While testing Camunda 8 self-managed, I encountered a strange scenario:
- I created a java application that can start some simple processes and run external tasks. It also has a functionality to start a batch of 100 processes at once to simulate larger loads.
The process can be found below:
The steps log a simple string, then store in a local database the action and continue execution. - When starting a single process, everything works fine and it is completed.

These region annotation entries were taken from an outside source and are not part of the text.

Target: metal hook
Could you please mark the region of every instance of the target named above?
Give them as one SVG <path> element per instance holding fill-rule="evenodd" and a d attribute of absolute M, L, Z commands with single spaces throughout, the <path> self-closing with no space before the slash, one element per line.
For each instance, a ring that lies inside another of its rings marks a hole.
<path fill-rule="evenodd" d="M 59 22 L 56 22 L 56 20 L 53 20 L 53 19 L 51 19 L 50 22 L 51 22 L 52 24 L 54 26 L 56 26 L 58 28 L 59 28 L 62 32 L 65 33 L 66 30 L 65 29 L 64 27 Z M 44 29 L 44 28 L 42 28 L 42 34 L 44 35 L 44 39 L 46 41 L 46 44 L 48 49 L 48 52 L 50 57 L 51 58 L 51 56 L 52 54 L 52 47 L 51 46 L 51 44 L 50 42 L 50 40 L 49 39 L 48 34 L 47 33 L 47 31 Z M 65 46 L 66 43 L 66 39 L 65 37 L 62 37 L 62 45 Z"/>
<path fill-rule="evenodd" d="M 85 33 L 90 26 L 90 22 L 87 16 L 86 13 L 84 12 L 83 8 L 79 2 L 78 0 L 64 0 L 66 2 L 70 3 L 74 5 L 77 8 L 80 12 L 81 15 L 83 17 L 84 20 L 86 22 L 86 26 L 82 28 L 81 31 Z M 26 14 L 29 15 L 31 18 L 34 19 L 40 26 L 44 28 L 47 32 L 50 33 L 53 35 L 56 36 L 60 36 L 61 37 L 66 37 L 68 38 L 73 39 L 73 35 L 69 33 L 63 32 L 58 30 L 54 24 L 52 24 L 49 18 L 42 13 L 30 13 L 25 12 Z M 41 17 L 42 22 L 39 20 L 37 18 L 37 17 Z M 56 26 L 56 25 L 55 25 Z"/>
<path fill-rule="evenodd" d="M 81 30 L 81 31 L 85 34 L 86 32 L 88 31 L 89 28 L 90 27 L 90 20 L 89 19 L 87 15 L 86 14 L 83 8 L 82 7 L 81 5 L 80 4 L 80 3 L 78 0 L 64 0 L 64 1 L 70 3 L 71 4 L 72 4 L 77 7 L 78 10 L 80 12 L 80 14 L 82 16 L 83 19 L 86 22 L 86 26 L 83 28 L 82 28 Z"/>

- When starting a batch of processes (tested and reproduced with 10, 100 and 1000), some of them work for a while, then everything breaks and nothing continues execution. In this case, the following error is seen:
RESOURCE_EXHAUSTED: Expected to execute the command on one of the partitions, but all failed; there are no more partitions available to retry. Please try again. If the error persists contact your zeebe operator
Also, some processes seem to be lost and inside the logs there’s a warning:
Ignoring the the error of type 'NOT_FOUND' during {command=class io.camunda.zeebe.client.impl.command.CompleteJobCommandImpl, job={"key":2251799813687745,"type":"log1","customHeaders":{},"processInstanceKey":2251799813687728,"bpmnProcessId":"test_process","processDefinitionVersion":1,"processDefinitionKey":2251799813685250,"elementId":"Activity_0bc6ur9","elementInstanceKey":2251799813687739,"worker":"log1Worker#log1","retries":3,"deadline":1657021289204,"variables":"{\"seed\":100}","variablesAsMap":{"seed":100}}, currentRetryDelay=50}. Job might have been canceled or already completed.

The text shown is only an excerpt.